The evidence shows that the depression on plaintiffs’ land, extending upwards onto defendants’ land, a ditch or brook (by reason of the artesian well draining or seeping into it), is a natural drain for the area. Diversion ditches were constructed around the lagoon for natural surface waters which enter plaintiffs’ land in the same place as before. Plaintiffs have not *229adduced proof that the water of this ditch or brook is polluted so as to be unusable. The evidence from defendants is that the waters of a properly operating lagoon, as this was, may be discharged into any waters in this state, and that a properly operating lagoon would remove from 95 to 98 percent of the bacteria in the sewage before discharge from the top 6 inches of the surface of the lagoon.
There is no direct, convincing evidence that the lagoon polluted plaintiffs’ well. Their conclusion was that it did, but there is no evidence that any pollution in the well came from the lagoon 30 feet below and 800 feet to the south. It is just as reasonable to conclude that such well pollution came from plaintiffs’ uphill neighbors’ septic tanks. There was no comparison of chemical analyses of water from the lagoon and that from the well as might tend to show the source. Plaintiffs’ well pollution, if any, could come from either one of two sources, and they have failed to prove a source of their alleged injury for which defendants would be liable.
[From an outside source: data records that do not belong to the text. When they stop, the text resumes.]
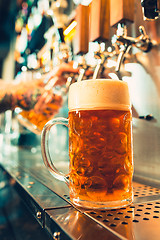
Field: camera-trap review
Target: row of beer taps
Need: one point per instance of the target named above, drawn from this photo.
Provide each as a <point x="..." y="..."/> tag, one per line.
<point x="120" y="49"/>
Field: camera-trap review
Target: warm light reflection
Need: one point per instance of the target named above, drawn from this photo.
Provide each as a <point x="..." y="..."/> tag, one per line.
<point x="70" y="28"/>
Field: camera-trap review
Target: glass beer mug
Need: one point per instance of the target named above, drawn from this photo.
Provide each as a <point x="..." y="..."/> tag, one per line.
<point x="100" y="144"/>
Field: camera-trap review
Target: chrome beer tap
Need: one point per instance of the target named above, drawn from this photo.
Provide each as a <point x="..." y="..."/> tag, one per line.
<point x="142" y="42"/>
<point x="151" y="9"/>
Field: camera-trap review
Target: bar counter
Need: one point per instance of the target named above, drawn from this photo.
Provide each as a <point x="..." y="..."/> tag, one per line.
<point x="47" y="200"/>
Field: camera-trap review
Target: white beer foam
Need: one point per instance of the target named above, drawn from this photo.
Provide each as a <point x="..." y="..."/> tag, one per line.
<point x="99" y="94"/>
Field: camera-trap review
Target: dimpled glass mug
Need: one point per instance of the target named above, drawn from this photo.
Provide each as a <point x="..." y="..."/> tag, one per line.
<point x="100" y="144"/>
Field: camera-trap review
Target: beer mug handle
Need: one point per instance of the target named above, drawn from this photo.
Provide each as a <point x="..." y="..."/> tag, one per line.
<point x="45" y="148"/>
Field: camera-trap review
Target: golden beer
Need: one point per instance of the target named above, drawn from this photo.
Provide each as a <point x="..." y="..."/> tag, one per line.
<point x="100" y="150"/>
<point x="100" y="144"/>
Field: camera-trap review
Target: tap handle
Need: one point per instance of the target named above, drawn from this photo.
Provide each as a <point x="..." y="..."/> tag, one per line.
<point x="142" y="31"/>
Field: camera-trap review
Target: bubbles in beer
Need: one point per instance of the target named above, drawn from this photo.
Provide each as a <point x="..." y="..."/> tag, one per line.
<point x="121" y="143"/>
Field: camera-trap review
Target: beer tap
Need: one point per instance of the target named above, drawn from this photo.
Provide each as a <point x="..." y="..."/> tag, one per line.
<point x="142" y="42"/>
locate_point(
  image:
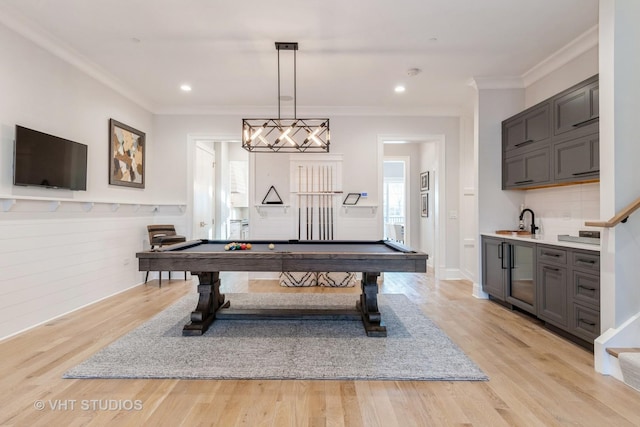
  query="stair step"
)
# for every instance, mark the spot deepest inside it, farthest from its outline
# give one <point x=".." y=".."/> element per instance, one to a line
<point x="615" y="351"/>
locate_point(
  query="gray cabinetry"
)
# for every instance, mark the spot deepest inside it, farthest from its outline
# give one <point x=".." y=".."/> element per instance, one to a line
<point x="493" y="270"/>
<point x="577" y="159"/>
<point x="527" y="129"/>
<point x="577" y="108"/>
<point x="569" y="291"/>
<point x="527" y="169"/>
<point x="509" y="271"/>
<point x="555" y="142"/>
<point x="566" y="291"/>
<point x="584" y="319"/>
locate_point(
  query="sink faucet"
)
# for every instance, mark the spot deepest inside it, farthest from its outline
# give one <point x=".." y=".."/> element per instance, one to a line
<point x="533" y="219"/>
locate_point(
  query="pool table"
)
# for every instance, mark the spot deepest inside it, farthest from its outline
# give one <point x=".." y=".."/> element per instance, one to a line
<point x="207" y="258"/>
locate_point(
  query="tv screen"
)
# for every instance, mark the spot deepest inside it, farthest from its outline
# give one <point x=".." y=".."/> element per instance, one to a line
<point x="48" y="161"/>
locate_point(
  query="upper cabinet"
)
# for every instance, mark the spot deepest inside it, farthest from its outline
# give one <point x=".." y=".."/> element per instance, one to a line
<point x="577" y="108"/>
<point x="528" y="129"/>
<point x="555" y="142"/>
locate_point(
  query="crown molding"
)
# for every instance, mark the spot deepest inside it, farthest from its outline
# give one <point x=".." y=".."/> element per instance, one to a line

Although plaintiffs’ cited cases do hold that it is an actionable nuisance for one to collect waters, including sewage, upon his land and discharge it through artificial channels upon the lands of another, Paddock v. Somes, 102 Mo. 226, 14 S.W. 746; Kelly v. Kansas City Building & Loan Ass’n, 229 Mo.App. 686, 81 S.W.2d 440 (where the septic tank pollution was definitely proved); Clark v. City of Springfield, Mo.App., 241 S.W.2d 100 (where inadequacy of a sewer was proved); and Blydenburgh v. Amelung, Mo.App., 309 S.W.2d 150, yet those cases are inapplicable. Plaintiffs have not proved that sewage was deposited upon their lands from defendants’ lagoon. The allegation of creation and maintenance of a nuisance in this respect is unsupported by proof; as to the existence of odors, that issue turns upon the trial court’s judgment of credibility of witnesses. The judgment is not manifestly for the wrong party, and it is affirmed.
BARRETT and STOCKARD, CC., concur.PER CURIAM.
The foregoing-opinion by PRITCHARD, C., is adopted as the opinion of the Court.
FINCH, P. J., and EAGER and HOLMAN, JJ., concur. DONNELLY, J., not sitting.